Every major problem in the region can be understood in this context.  The strategy must assist Pakistan to preserve itself from the Islamist challenge; continue to work with Afghanistan to consolidate its recently regained statehood; finish the duty of helping Iraq regain the legitimate statehood which it lost under Saddam Hussein; and act internationally to restore Lebanon to its rightful territorial integrity and independence as a state.  Iran, an Islamic republic that benefits from its membership in the international system even as it acts to defy, undermine, and endanger world order through its drive for nuclear weapons, presents a signal challenge to American strategy. . . .

In this context, Israel’s strategic importance to the United States is greater than it was during the Cold War.  Israel’s economy is a model for the region; its democracy, while probably not attainable any time soon by others in the region, is nonetheless an example of good governance, political transparency, and open intellectual exchange. And Israel’s military capacities, faced as it is with non-state, anti-state Islamist terrorist polities to its north and south, requires America’s utmost understanding and support.

Hill’s comment related to an essay entitled “Testing the ‘Israel Lobby’ Thesis” by Itamar Rabinovich, former Israeli Ambassador to the United States and former president of Tel Aviv University, in the March/April 2008 issue of The American Interest.

Harvey Sicherman, President of the Foreign Policy Research Institute, also posted an important comment:

Professors [such as Walt and Mearsheimer] will never bring [the U.S.-Israeli strategic relationship] down but failure to achieve common goals can injure it.  Today, the United States and Israel face common enemies in the region, so the strategic question is whether their collaboration on a strategic level can make a difference. . . .

During the Cold War, Egypt’s defection from the pro-Soviet coalition added measurably to Israeli and American interests but it did not prevent other mishaps whether in Lebanon or the Gulf.

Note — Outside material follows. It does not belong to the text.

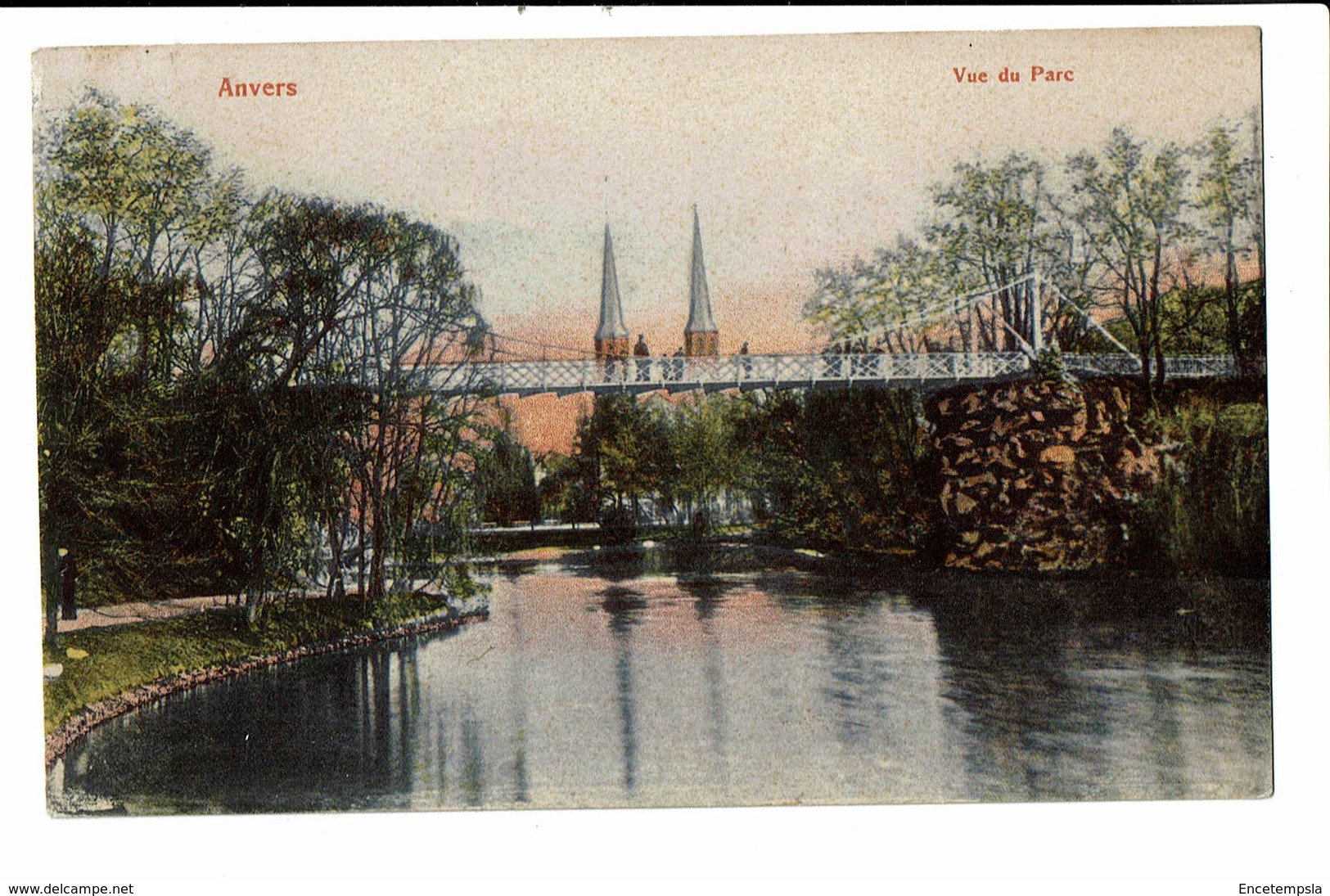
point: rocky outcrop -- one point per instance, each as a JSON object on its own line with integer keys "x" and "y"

So it was worth doing but had less “bounce” on other conflicts (or even the Arab-Israeli one) than many hoped.

The military dimension may be more significant [than the diplomatic one]. As I noted in an earlier post on the Winograd Commission, both the United States and Israel must find a solution to the Hezbollah-style warfare whereby a well-trained force uses civilians as both targets and shields.  Iran and its allies are counting on this to defeat Western military superiority, just as Tehran is counting on a nuclear deterrent to guarantee that it will remain a sanctuary, no matter its support for terrorism.  On this issue, the strategic allies dare not fail.

All of the links in this post are worth perusing.